A recent development in what some have characterized as the largest financial scandal in the history of the market emerged this week when five civil lawsuits were filed in California federal courts involving claims that numerous banks manipulated the Libor interest rates for profit.  While the Libor scandal itself may be old news—official governmental and regulatory investigations into the claims of fraudulent rate inflation and deflation were already underway, and public knowledge, in early 2012—the complaints filed by Burlingame-based Cotchett, Pitre & McCarthy LLP on behalf of local municipalities, including San Diego and San Mateo counties, the cities of Richmond and Riverside and the East Bay Municipal Utility District, suggest that the scandal is far from over.

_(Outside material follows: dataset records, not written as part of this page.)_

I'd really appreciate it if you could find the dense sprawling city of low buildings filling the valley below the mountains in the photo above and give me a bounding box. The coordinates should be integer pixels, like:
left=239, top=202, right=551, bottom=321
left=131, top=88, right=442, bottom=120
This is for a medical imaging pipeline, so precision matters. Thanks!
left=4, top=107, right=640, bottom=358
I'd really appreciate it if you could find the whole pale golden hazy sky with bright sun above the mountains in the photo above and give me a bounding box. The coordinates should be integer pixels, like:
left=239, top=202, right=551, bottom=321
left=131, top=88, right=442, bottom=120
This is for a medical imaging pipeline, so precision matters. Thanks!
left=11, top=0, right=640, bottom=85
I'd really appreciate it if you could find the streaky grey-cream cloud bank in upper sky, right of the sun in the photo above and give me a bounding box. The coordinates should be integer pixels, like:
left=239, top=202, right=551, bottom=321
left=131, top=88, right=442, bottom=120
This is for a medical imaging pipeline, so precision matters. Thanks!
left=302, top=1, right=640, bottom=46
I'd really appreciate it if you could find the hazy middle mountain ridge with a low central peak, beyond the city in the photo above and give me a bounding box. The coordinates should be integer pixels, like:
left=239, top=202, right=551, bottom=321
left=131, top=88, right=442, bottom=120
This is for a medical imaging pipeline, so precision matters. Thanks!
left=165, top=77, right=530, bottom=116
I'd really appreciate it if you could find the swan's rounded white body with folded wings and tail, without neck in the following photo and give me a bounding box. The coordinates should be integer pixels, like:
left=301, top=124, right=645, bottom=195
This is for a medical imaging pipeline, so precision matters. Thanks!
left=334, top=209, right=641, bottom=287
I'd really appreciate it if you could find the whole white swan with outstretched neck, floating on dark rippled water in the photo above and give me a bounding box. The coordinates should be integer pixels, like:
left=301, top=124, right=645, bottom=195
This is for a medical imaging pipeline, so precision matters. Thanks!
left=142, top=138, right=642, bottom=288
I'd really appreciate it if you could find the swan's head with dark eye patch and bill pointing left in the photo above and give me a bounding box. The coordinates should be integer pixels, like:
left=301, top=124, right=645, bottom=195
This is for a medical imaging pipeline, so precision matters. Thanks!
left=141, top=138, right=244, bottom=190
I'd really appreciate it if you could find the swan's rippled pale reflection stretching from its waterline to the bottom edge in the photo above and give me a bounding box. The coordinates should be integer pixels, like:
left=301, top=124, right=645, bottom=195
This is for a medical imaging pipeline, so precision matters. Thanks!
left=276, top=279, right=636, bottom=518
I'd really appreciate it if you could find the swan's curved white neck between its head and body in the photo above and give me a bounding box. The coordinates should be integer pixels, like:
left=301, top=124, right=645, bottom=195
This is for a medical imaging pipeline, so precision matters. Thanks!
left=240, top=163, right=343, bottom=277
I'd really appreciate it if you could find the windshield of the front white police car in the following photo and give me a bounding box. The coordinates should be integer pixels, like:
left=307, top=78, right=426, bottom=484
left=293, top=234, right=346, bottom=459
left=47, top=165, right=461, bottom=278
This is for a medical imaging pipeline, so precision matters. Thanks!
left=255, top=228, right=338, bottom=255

This new rash of litigation alleges that Bank of America Corp., JP Morgan Chase & Co., HSBC Holdings PLC, Deutsche Bank AG and 18 other financial institutions were involved in, and conspired to, knowingly providing false Libor rates and places millions (if not billions) of dollars at issue.  More specifically, the plaintiff municipalities claim they purchased bonds to finance various projects between 2005 and 2010 and were paying a fixed interest rate on said bonds to the banks.  The crux of the complaints is that the return rates the municipalities received were either inflated or suppressed through manipulation of the Libor by the defendant banks.  The specific actions are as follows:

  • City of Richmond et al. Bank of America Corp., et al., 13-cv-00106 (N.D. Cal. filed Jan. 9, 2013);
  • City of Riverside et al. v. Bank of America Corp., et. al., 13-cv-00062 (C.D. Cal. filed Jan. 9, 2013);
  • East Bay Municipal Utility Dist. v. Bank of America Corp., et al., 13-cv-00109 (N.D. Cal. filed Jan. 9, 2013);
  • County of San Diego et al. v. Bank of America Corp., et al., 13-cv-00048 (S.D. Cal. filed Jan. 9, 2013);
  • County of San Mateo et al. v. Bank of America Corp., et al., 13-cv-00108 (N.D. Cal. filed Jan. 9, 2013).

Notably, these actions, which were all filed on January 9, 2013, surfaced just one day before reports from London that the Royal Bank of Scotland is expecting to face several hundreds of millions of dollars in fines from U.S. and U.K. authorities for its role in the Libor scandal.  Last July, Barclays Bank was fined $200 million by the Commodity Futures Trading Commission, $160 million by the United States Department of Justice and £59.5 million by the Financial Services Authority for attempted manipulation of the Libor and Euribor rates. Then, in December, Swiss bank, UBS was fined a total of $1.5 billion by US, UK and Swiss regulators for their involvement in rate-rigging.  As other criminal investigations proceed in the U.S. it appears more hefty fines levied against the banks is imminent and many suspect that a new breed of class actions will be born.